The BBB says the Federal Trade Commission concluded that the majority of the victims are in their 20s and 30s and lose around up to $1,000 in the scams. French Bulldogs, Yorkshire Terriers and Pomeranians lead the pack of dog breeds who are the most likely to be listed in fake-but-sophisticated ads, with parrots also popular, the report says, citing data from PetScams.com.
Through one phony ad, a victim was bilked out of $5,000 until they realized they were being duped.
In another case, Collinsville, Ill., resident Danny Shelton sent $700 by MoneyGram to Atlanta and offered to drive there to pick up a Weimaraner puppy, but was rebuffed by the seller, who insisted it was shipped by air, the report said.
The seller then asked for another $1,400 for insurance for the imaginary animal and Shelton realized something was wrong.
“He sent a text to the thieves, saying he knew he was being scammed, and included a photo of his five year old daughter crying. The seller’s response: “f--- you!”,” the report said.
The website Shelton visited was still online at the time of publication of this article.

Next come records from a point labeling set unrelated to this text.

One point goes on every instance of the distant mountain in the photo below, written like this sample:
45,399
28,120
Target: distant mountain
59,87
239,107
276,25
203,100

The BBB urges the public to inspect animals in person before buying, pay by credit card only if you do your business online, and make sure images of pets you are trying to purchase don’t appear on other websites.
An internal FTC report in 2015 found 37,000 complaints related to pet issues, with most believed to be scam sales, according to the report.
Police have already made several arrests in the U.S. related to pet scam operations.
In May 2017, three Cameroonian students in Pennsylvania were charged with pet fraud and are accused of raking in tens of thousands of dollars from victims through Craigslist ads for Boxer puppies. Two were arrested and a third has not been located yet.
In 2016, a man from Cameroon was arrested in Charlotte, N.C., and is alleged to have collected more than $500,000 from pet scams, the report said.